“Komşular birbirine muhtaçtır” derler. Tamamen doğru. Bu olay, beklenmeyen bir zamanda, zor duruma düşme olayıdır. Anlıktır, acil, hemen yapılması gereken bir konudur. Hastalık, ambulans çağırma, ilk müdahale ve benzeri olaylar gibi.
Diğer yandan, komşudan bir talebimiz olduğunda, onun o an kendine gerekli olan bir şeyini de bana ver diyemeyiz, dememeliyiz.
Bir de komşular arasında birbirini düşünen, anlayan, derler ya “ Geçinmeye gönlü olan” bir yaklaşım olmalı.
Bu konuyu örnekleriyle anlatmaya çalışalım.
Apartmanın üst katında oturan komşu balkon kıyılarına çiçek saksılarını dizmiş. Arada bir suluyor. Sulama yapmadan önce ne yapmalı? Alt katlara su dökülmesini önlemeli, altta çamaşır var mı diye bakmalı değil mi?

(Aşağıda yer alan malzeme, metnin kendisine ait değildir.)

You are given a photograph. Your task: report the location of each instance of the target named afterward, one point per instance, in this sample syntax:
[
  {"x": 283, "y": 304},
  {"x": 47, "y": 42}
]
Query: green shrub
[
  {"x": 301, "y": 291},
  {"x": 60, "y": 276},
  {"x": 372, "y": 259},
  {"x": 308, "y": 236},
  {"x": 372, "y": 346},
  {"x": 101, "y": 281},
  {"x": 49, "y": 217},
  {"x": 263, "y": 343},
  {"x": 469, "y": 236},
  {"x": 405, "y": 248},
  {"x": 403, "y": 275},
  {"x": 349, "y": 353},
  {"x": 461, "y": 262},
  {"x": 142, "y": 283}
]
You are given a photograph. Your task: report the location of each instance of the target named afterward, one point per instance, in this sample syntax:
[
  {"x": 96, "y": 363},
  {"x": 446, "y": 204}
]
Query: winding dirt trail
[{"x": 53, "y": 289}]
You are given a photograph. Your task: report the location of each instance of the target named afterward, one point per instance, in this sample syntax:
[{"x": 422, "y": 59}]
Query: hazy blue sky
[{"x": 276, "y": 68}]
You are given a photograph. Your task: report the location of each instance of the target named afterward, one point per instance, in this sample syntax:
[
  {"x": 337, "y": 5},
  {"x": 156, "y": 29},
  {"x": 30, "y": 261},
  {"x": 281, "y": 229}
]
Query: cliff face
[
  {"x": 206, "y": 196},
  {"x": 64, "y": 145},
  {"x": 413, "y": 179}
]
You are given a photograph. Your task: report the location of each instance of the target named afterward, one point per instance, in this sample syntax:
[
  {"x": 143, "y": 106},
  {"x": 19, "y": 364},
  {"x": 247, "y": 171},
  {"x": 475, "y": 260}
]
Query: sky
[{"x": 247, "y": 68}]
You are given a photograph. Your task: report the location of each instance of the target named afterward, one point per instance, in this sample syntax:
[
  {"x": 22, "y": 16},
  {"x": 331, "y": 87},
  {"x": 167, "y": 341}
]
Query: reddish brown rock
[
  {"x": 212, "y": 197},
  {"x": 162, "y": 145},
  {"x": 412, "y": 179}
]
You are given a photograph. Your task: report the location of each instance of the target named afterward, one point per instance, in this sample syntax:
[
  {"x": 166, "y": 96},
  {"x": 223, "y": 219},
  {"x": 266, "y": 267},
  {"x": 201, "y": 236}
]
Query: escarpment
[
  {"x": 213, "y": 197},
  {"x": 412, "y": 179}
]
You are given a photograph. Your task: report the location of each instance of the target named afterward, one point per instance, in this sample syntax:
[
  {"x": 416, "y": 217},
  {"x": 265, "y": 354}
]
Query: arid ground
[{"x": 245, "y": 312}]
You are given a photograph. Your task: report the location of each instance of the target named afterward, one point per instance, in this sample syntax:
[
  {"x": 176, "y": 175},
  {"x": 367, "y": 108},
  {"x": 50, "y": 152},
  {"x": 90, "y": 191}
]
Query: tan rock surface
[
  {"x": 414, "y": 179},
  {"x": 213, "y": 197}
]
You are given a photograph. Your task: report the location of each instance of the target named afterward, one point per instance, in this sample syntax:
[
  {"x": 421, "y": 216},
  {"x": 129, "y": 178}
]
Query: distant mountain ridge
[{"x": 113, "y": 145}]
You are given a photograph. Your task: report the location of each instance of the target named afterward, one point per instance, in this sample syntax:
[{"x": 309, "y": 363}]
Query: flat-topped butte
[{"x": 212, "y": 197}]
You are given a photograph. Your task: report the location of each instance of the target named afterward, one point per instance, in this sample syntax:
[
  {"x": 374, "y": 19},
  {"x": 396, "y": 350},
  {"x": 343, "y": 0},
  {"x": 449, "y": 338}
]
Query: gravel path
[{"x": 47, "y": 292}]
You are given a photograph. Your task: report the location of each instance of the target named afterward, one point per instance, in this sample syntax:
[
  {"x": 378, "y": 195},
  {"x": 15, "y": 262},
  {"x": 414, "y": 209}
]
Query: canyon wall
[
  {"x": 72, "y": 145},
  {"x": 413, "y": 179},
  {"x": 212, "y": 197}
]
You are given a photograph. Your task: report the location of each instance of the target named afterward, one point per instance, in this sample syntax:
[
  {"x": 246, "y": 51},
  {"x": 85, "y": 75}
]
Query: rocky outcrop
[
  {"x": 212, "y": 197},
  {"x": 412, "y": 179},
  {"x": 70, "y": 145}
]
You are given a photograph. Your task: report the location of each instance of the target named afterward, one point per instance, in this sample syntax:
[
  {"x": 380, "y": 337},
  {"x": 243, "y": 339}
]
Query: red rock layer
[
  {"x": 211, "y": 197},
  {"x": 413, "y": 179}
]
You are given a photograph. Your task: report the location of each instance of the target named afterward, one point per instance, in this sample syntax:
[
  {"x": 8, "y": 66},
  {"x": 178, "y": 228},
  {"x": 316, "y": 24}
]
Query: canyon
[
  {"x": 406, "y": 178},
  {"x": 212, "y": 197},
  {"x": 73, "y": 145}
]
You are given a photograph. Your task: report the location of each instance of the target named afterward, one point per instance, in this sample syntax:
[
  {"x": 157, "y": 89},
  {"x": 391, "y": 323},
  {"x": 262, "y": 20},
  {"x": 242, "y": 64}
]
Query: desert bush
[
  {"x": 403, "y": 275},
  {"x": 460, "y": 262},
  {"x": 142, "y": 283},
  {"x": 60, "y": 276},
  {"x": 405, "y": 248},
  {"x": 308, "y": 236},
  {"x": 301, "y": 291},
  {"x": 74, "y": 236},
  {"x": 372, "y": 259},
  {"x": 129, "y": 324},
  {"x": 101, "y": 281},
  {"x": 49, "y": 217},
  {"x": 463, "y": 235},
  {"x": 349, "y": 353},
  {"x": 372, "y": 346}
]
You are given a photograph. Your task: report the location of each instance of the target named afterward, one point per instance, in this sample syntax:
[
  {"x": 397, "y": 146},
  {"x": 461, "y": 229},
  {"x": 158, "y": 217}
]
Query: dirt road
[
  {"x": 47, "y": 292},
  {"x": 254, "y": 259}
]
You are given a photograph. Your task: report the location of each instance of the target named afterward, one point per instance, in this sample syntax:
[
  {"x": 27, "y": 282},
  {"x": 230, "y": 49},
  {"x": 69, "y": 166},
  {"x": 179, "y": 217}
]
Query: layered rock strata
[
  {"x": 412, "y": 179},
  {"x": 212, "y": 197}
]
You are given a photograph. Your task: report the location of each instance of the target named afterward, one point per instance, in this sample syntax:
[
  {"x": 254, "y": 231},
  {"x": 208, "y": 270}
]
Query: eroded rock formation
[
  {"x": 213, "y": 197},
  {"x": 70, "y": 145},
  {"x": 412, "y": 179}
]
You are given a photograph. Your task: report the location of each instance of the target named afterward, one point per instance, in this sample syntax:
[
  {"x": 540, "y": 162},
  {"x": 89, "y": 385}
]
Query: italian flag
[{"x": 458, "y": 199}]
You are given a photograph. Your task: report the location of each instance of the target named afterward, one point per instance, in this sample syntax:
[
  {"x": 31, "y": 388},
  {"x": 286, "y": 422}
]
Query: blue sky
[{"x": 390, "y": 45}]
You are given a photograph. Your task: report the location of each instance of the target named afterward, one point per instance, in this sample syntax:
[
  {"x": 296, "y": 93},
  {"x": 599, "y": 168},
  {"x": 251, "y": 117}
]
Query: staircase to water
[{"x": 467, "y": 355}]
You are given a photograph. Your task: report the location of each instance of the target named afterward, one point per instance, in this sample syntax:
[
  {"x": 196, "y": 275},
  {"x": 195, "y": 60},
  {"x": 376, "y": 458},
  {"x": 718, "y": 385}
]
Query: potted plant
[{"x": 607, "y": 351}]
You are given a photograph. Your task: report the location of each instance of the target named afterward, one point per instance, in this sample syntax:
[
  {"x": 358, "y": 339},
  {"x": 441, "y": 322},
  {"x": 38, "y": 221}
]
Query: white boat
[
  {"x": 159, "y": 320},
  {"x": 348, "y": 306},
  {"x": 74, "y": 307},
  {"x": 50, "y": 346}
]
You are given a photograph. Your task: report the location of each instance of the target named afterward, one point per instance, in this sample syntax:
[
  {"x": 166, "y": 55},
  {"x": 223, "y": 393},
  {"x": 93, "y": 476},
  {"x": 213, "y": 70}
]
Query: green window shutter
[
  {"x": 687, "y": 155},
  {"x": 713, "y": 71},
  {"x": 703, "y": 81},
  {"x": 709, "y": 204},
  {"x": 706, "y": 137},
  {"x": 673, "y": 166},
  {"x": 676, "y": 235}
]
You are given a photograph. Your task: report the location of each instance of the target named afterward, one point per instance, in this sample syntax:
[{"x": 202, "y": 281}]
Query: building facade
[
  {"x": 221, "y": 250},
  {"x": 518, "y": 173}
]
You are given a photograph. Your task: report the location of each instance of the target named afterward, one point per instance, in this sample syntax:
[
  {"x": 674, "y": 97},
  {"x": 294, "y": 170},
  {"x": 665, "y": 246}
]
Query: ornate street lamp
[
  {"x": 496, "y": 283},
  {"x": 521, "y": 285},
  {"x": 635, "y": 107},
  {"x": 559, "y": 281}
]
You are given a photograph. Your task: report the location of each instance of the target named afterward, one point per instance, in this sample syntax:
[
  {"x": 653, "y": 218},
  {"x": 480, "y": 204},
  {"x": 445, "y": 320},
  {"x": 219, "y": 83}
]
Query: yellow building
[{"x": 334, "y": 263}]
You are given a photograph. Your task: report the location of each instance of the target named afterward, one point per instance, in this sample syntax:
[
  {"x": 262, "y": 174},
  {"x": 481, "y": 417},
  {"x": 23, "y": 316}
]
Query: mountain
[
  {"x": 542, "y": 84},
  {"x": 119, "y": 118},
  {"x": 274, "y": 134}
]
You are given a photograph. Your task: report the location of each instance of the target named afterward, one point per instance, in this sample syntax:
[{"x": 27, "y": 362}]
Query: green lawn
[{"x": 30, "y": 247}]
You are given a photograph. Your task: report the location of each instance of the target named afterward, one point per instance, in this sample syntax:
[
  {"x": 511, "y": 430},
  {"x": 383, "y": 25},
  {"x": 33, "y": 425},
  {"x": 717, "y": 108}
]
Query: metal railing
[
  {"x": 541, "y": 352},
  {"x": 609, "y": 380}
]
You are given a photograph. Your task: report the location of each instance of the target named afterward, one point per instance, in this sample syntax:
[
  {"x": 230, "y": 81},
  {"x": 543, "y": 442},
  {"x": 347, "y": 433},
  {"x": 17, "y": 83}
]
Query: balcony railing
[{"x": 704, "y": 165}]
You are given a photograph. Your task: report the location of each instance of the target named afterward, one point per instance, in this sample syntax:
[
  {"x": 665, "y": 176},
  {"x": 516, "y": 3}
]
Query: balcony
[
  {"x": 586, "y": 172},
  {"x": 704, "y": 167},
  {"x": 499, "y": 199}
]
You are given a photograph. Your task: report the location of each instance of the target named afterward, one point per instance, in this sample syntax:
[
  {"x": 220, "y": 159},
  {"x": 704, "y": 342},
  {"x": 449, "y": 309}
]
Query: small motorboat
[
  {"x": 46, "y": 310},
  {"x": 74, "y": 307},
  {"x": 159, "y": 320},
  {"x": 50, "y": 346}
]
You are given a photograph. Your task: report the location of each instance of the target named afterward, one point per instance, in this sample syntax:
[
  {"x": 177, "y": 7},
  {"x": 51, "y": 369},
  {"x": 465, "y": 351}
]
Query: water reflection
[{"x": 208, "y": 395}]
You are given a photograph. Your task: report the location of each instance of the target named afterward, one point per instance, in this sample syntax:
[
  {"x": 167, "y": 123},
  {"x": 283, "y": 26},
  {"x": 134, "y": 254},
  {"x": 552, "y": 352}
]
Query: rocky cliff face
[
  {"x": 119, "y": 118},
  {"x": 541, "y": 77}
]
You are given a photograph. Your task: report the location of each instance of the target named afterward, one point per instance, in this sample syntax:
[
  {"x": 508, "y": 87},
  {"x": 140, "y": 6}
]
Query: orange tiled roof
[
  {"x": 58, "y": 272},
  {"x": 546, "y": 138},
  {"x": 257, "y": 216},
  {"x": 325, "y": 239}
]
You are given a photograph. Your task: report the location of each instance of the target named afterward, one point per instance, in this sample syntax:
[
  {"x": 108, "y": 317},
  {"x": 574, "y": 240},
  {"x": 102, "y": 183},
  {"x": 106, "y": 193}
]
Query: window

Aksi halde su akar kavga başlar. İlişkiler bozulur. Oluyor bu olay bir çok yerde.
Komşum bir gün benden elektrikli lastik şişirme pompasını istedi. Büyük bir cip var kendisinde. Haliyle tekeri de kamyon tekeri gibi. Küçük aracıyla yolculuğa gidecekmiş, büyük aracının tekeri inik kalmasın diye istiyor pompayı.
Pompa ancak benim aracın küçük tekerini şişirebilecek güçte. O da ısınan pompayı arada bir soğutma koşuluyla.
-Bu pompa bunu şişirmez diyorum. Israr ediyor. İki araban var neden kendine bir pompa almıyorsun? diye soruyorum. Bir şeyler mırıldanıyor. O sırada bir karavancı tanıdık yaklaşıyor.
-Aynı pompadan ben de vardı, büyük lastik şişirirken bozuldu diyor.
Komşu ise “Bozulursa yenisini alırız!” diyebiliyor. Hele iki aracı olanın kesinlikle bir tane pompası olmalı.
Neden gidip kendisine bir pompa almadığını merak ediyor insan!
Bahçede bulunan kuyudan sulama yapıyorsunuz bilhassa yaz aylarında. Komşumuz hemen yaklaşıyor.
–Bizim bahçeyi de sular mısın? Kırmıyor suluyorsun; iki kez yapınca, bunu görev olarak sana yüklüyor.
Bir diğer komşu, bahçesinde bulunan çam ağaçlarından düşen kurumuş kozalakları yerden alıp sokağa atıyor.
-Buradan yaşlılar, çocuklar geçiyor ayaklarına takılır düşebilirler, isterseniz size bir poşet vereyim ona doldurun diye teklifte bulunuyorum.
–Oradan birileri alır diyor. Kozalak atmaya devam ediyor.
Küçük bahçemizde az meyve veren limon, kumkuat (Küçük portakal cinsi bir meyve) ve benzeri birkaç fidan var. Üzerlerinde de birkaç meyve oluyor. Öbür yan komşum arada bir –Bana da ver o meyvelerden diyor. Birkaç tane verdikten sonra bir teklifte bulunuyorum.
-Sizin bahçenize de fidan dikelim oradan toplarsın deyince, “İyi ama çok su parası gider” diye yanıt veriyor. Bedavacı.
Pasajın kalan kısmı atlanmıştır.